Beginning in 1968, 2002's came with either the 121 or 121TI head. There is no real difference between these two types. They were referred to by BMW as having a "double-hemispherical combustion chamber." The valve diameters are 44mm intake, and 38mm exhaust. These heads were the standard heads on all 2-liter cars until mid 1972. Most 1972 2002tii's also used the 121/121TI head, but with larger, 46mm diameter intake valves. All else stayed the same. In mid 1972, ALL 2002's (tii's included) received a new head designated the E12. This is the so-called "smog" head. It featured a combustion chamber design taken from the big-six motors introduced 3 years earlier. It has 46mm intake, and 38mm exhaust valves. The major difference is in the combustion chamber shape. It features a "Tri-hemispherical" design, which attempts to provide a more complete burn of the air/fuel mixture. 1976 49-state 2002's came with a further revised E21 2.0 head, which also carried over to the 2-liter 320i's. It is basically an open-chamber modification of the old 121/121TI head, but with 46mm intake valves.
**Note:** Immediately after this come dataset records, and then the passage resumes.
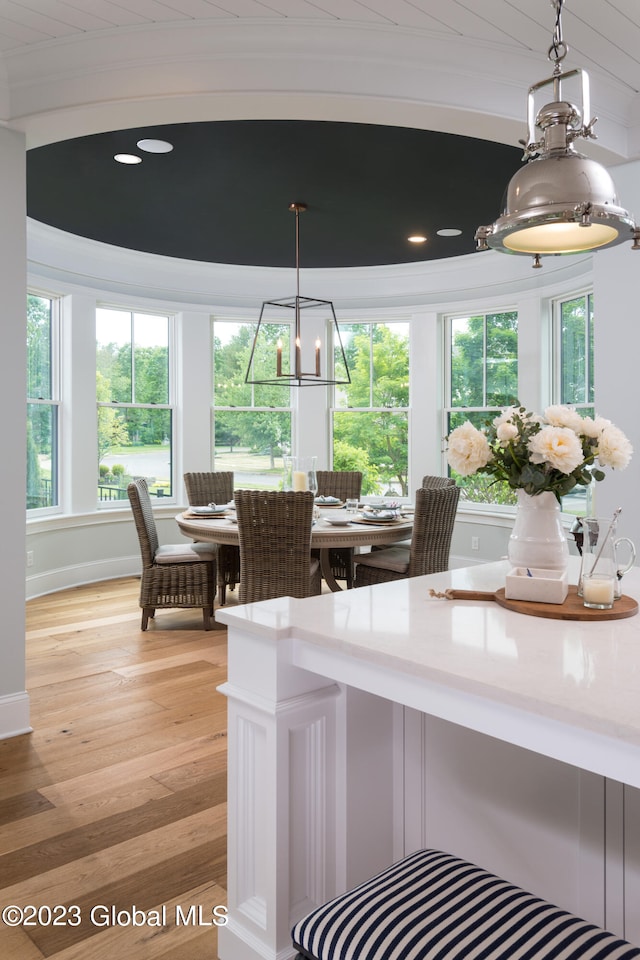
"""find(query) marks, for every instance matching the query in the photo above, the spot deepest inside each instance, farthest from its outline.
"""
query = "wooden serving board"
(572, 609)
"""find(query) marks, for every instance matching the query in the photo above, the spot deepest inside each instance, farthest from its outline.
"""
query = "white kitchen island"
(366, 724)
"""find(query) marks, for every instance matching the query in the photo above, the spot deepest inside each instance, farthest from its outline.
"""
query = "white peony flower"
(468, 449)
(506, 432)
(614, 449)
(506, 415)
(559, 416)
(557, 446)
(591, 428)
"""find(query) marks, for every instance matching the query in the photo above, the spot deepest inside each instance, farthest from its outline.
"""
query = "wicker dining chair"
(274, 529)
(345, 485)
(431, 482)
(428, 551)
(216, 486)
(173, 575)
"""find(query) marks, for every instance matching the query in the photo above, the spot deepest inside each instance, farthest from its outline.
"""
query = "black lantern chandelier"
(561, 201)
(290, 369)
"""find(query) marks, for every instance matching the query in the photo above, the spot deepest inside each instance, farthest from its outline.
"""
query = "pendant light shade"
(560, 202)
(287, 366)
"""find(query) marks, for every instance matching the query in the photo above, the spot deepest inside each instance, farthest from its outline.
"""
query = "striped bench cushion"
(433, 906)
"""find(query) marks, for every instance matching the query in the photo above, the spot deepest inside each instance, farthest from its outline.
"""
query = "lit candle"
(299, 480)
(598, 590)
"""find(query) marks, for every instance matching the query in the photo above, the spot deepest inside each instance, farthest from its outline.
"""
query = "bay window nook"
(166, 379)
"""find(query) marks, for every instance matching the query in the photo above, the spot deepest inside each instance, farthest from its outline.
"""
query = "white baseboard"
(14, 715)
(75, 576)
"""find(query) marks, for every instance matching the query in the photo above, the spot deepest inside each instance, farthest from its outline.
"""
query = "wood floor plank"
(118, 796)
(84, 784)
(81, 877)
(59, 819)
(174, 942)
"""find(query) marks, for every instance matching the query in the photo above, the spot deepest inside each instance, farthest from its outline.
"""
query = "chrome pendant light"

Over the years, the 121/121TI (early 2002 heads) have been the most popular with the performance and racer crowd, because of its smaller combustion chamber volume. Consequently, higher compression ratios are possible with this head, because of the availability of pistons. The E12 head also seems to work very well with few modifications. Since it already has the 46mm valves, it seems to flow well, and the revised combustion chambers seem to reduce detonation. As of date, there is little hard data regarding this subject. If you have a 121 or 121TI non-tii head, you probably still have the smaller intake valves. Luckily, it is not too hard to install larger ones (The larger valves can use the existing seats as long as they are enlarged.) Any competent automotive machine shop can perform this service.

The following piston options are available for the various 2002 cylinder heads:

121 Cylinder head:

8.5:1 CR U.S. "Spec" piston on 1968-1972 2002's

42.3 mm pin-to-deck, flat top

9.0:1 CR U.S. "Spec" piston used on '72 US-model 2002tii's

9.3:1 CR European 2002TI (twin-carb model)

42.1 pin-to-deck, 5.2mm dome

10:1 CR Early euro-spec 2002tii

42.5 mm pin-to-deck, 4.4 mm dome

E12 Head:

6.9:1 CR Factory "Turbo" pistons (used on 1974 2002 Turbo)

42.0 mm pin-to-deck, 3.7mm dish

8.1:1 CR flat-topped piston (much like the 8.5:1 CR used on the

121 heads) used on '75 US-model 2002's, also on most

US-model 3-liter cars of the era. (keep in mind that

the 2-liter 4-cylinder with the E12 head and 3-liter

6-cylinder cars can interchange pistons)

8.3:1 CR U.S. "Spec" piston on mid 1972-1974 cars

9.0:1 CR U.S. tii pistons

9.5:1 CR European tii pistons

E21 2.0 Head:

8.3:1 CR flat-topped pistons (used on 49-state '76 2002's,

US 2-liter 320i's)

9.3:1 CR domed pistons (used on european 4-cylinder 320i's)

Note: compression ratios given are with a stock head, and zero deck height.

Please note that Mahle is not the only OE piston manufacturer, Kolbenschmidt and Nural also supplied BMW with pistons. However, the majority of U.S. parts distributors usually supply Mahle products.

The pistons here are all high-silicon cast units. Mahle (one of the OE piston manufacturers for BMW) also offers a forged round top aluminum racing piston that yields a 12.5:1 compression ratio. These pistons, however, require clearance machining off ALL combustion chamber configurations to work. It should also be mentioned that along with these pistons available from Mahle, many American piston manufactures will make custom forged aluminum racing pistons for the 2002 with any compression ratio. Vendors such as Venolia, Arias, Ross and Wieseco have all produced excellent quality units at surprisingly reasonable cost. In addition, Cosworth also makes some excellent (though expensive) pistons for four cylinder BMW's."